You don't need to pull the plants out entirely - Just pull them until you can see the roots and cut as close to the substrate as possible.
Hi, I am thinking of doing some minor re-scapping in my 4ft tank. Both the
Vallisneria and Wisteria is growing like 1 to 1.5" per week!!
How can I pull out these plant without disturbing the base fertilizer? I have about 1cm of Sera mixed fertilizer topped up with about 2 to 4 inches of gravel.
Other plants in my tank are doing well, I am trimming these 2 fast growing ones every week. I cannot cope.
Can anyone offer any advise?
Thanks.
MS
You don't need to pull the plants out entirely - Just pull them until you can see the roots and cut as close to the substrate as possible.
ThEoDoRe
Can't be helped. Jiggle the plant as you uproot, that helps to loosen most of the attached basefert. Once its out of the substrate, cup the roots in your fist and bring it up slowly.
After uprooting, wait half an hour and siphon out whatever settles on the gravel. Clean the filter a day after.
Given you have a thick layer of gravel, I think you'll bring up more mulm then base fert. Same thing, just siphon and clean the filter.
Vincent - AQ is for everyone, but not for 'u' and 'mi'.
Why use punctuation? See what a difference it makes:A woman, without her man, is nothing.
A woman: without her, man is nothing.
new to the forum, and love it here! enough brown-nosing , what if i have potting soil underneath sand, would i do the samething. thanks
clay
Hi Clay, welcome to AQ. Thank you. You're a refreshing breeze, as we've gotten a number of not-very-nice first time posts in the last few days.
Anyway, yes you should be doing the same thing.
Vincent - AQ is for everyone, but not for 'u' and 'mi'.
Why use punctuation? See what a difference it makes:A woman, without her man, is nothing.
A woman: without her, man is nothing.
thank you for your kind answer. i wondered b/c i also have a 20g that also has soil and sand, and i pulled some echinodorus sp. that had gotten too big for the tank, and the fish started freaking out! did not smell anything, nor were there any bubbles coming. lost one r. het. espei the rest were wigged out and gasping for about an hour. they are all ok now, but that was odd!
Well, I use a soil specifically for ponds, but there a number of hobbyists using "normal" soils both in this and other forums. I've not heard of anyone reporting problems like yours.

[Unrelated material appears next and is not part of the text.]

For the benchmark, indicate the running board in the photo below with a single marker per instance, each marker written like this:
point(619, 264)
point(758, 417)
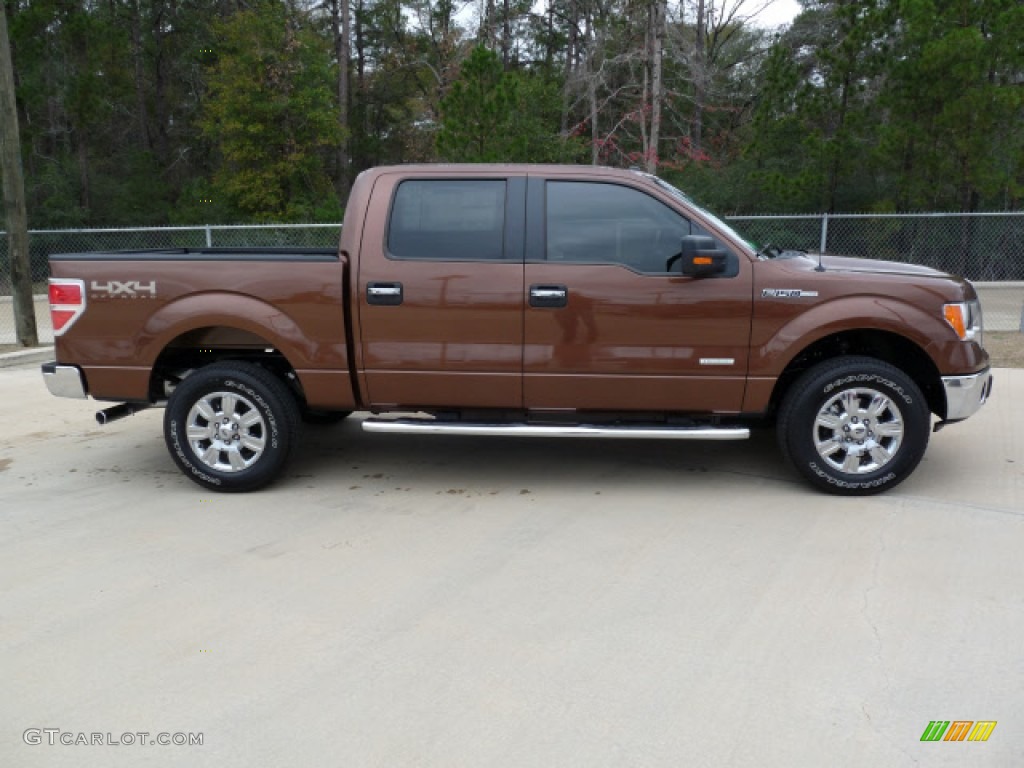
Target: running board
point(430, 426)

If your echinodorus were growing well and the roots looked healthy, I'll rule out the substrate going anerobic. From here on I'm pretty much guessing. Could be something in the soil itself or fert sticks/tabs/etc if you use those. Some soils are treated with fungicides and insecticides. If you use terrestrial ferts sticks, it could be urea, or some other harmful N-compound.
Vincent - AQ is for everyone, but not for 'u' and 'mi'.
Why use punctuation? See what a difference it makes:A woman, without her man, is nothing.
A woman: without her, man is nothing.
and i do use the jobe sticks for terrestrial tanks. that is probably it, b/c i buy the cheapest potting soil i can get, and that usually does not have anything in it.